- Nickname: Rhi
- Born: 16 April 1989 (age 37) Newport, Wales
- Height: 164 cm (5 ft 5 in)

Gymnastics career
- Country represented: United Kingdom Wales;
- Club: Bristol Hawks Gymnastics Club
- Head coach: Helen May

= Rhian Pugh =

British artistic gymnast (born 1989)

Rhian Pugh (born 16 April 1989) is a British gymnast. Born in Wales, she is also a member of the Welsh National Squad and part of British Gymnastics World Class Potential Programme.

Pugh became British Junior Bar Champion for 2003 and was selected for the Great Britain Junior National Squad from 2003 to 2004. First competing for Great Britain in Canada in March 2003 where she achieved silver on bars & team silver in the Jurassic Classic plus silver on beam at the Bluewater International.

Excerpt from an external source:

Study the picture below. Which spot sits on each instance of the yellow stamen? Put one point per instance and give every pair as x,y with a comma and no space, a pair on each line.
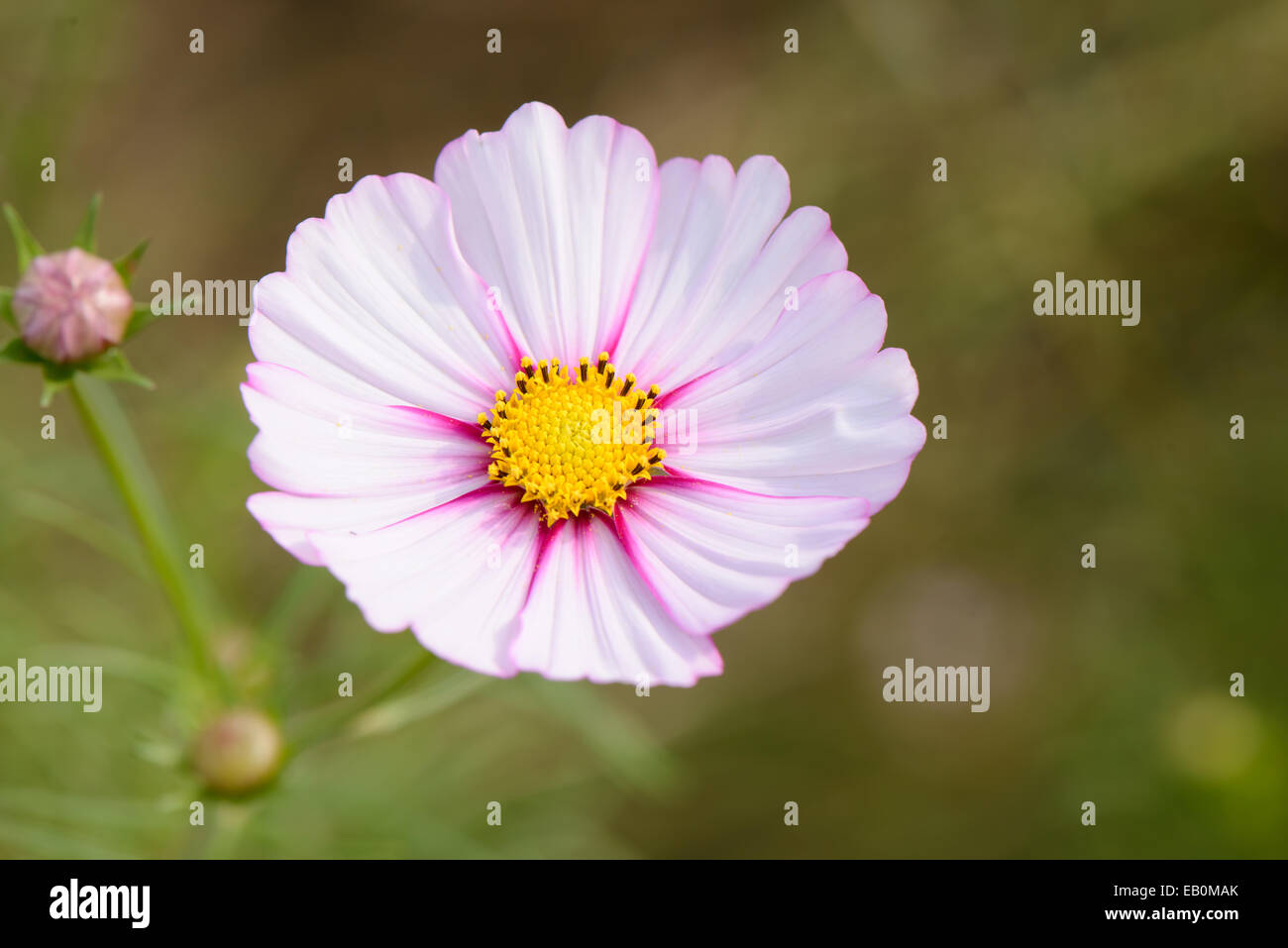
572,440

In 2004, Rhian became champion on asymmetric bars and balance beam at the Junior British National Championships. She also won gold on the bars at the European Junior Championships with a routine described as "uniquely original" by the judges.

She later joined the senior squad representing Wales at the 2006 Commonwealth Games.

Pugh says Russian gymnast, Svetlana Khorkina is her favourite gymnast. She said "I'd love, like Khorkina has, to develop my own style & progress to the level where I could include some unique elements of my own".